Ces deux productions qui vivent à coups de millions de subventions, demeurent des spéculations incontournables, voire indispensables à la dynamique de l’économie du pays. Pour clouer le bec à tous ceux qui ici et là prétendent que cette masse d’argent gagnerait à être utilisée ailleurs, il leur est rappelé qu’il n’existe aucun pays au monde, qui ne subventionne pas fortement son agriculture. Cela pour deux raisons évidentes, soit que cette production participe au développement de son économie, soit qu’elle participe au maintien de l’emploi.

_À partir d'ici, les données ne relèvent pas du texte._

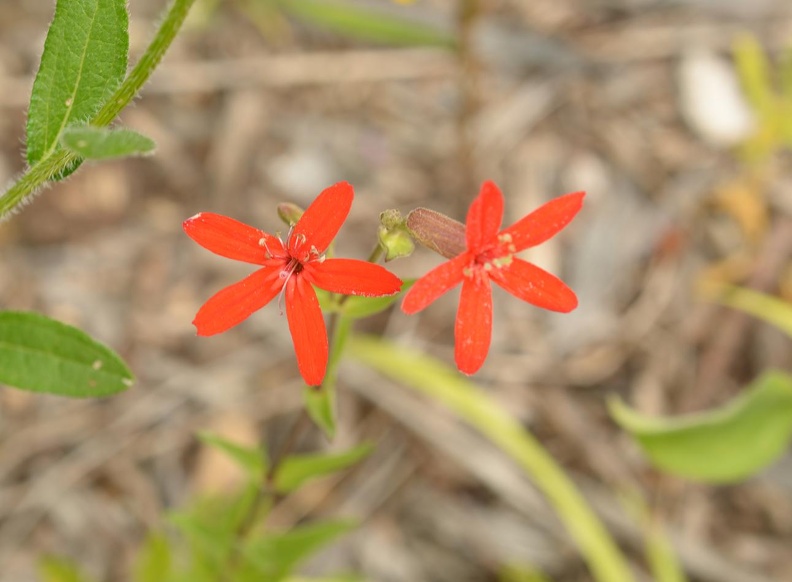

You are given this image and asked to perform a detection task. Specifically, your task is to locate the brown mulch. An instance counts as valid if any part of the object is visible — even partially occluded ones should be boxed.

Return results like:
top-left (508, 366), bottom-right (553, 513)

top-left (0, 0), bottom-right (792, 582)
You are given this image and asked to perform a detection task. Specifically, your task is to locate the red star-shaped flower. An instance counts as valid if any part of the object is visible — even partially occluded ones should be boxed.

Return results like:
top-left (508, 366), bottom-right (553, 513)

top-left (183, 182), bottom-right (402, 386)
top-left (402, 182), bottom-right (584, 374)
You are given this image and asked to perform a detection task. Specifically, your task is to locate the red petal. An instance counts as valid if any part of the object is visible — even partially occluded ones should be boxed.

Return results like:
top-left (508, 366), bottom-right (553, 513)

top-left (182, 212), bottom-right (283, 265)
top-left (303, 259), bottom-right (402, 297)
top-left (286, 274), bottom-right (328, 386)
top-left (501, 192), bottom-right (586, 252)
top-left (454, 276), bottom-right (492, 374)
top-left (193, 268), bottom-right (283, 335)
top-left (291, 182), bottom-right (354, 253)
top-left (489, 258), bottom-right (577, 313)
top-left (402, 253), bottom-right (470, 314)
top-left (465, 182), bottom-right (503, 252)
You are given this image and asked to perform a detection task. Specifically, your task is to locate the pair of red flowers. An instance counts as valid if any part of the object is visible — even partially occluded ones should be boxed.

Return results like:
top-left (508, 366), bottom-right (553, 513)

top-left (183, 182), bottom-right (583, 386)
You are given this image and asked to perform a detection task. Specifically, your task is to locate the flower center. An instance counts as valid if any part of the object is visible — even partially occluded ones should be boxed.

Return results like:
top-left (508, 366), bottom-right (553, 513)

top-left (462, 233), bottom-right (517, 278)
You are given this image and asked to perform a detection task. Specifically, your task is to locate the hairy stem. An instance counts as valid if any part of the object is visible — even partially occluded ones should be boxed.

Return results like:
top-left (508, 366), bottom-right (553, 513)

top-left (0, 0), bottom-right (195, 220)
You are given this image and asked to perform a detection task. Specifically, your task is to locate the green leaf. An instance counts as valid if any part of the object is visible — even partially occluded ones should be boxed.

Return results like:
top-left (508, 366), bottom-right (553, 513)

top-left (283, 574), bottom-right (366, 582)
top-left (609, 371), bottom-right (792, 483)
top-left (60, 125), bottom-right (155, 160)
top-left (244, 520), bottom-right (357, 580)
top-left (0, 311), bottom-right (133, 398)
top-left (303, 386), bottom-right (336, 440)
top-left (27, 0), bottom-right (129, 174)
top-left (347, 334), bottom-right (648, 582)
top-left (133, 533), bottom-right (172, 582)
top-left (278, 0), bottom-right (455, 47)
top-left (198, 432), bottom-right (268, 483)
top-left (498, 564), bottom-right (550, 582)
top-left (275, 443), bottom-right (374, 493)
top-left (734, 34), bottom-right (775, 119)
top-left (715, 287), bottom-right (792, 338)
top-left (341, 279), bottom-right (415, 319)
top-left (168, 484), bottom-right (259, 579)
top-left (38, 557), bottom-right (95, 582)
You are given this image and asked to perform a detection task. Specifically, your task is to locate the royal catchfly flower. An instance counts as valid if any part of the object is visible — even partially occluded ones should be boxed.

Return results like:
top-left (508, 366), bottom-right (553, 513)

On vient d’entendre monsieur Francis Lignières, président du Groupement des planteurs de bananes, lancer un cri d’alarme pour alerter les pouvoirs publics sur la situation de la profession qui subit une véritable crise en ce moment. Notre banane est saine et propre, par conséquent se vend bien sur le marché. Où est donc le problème ?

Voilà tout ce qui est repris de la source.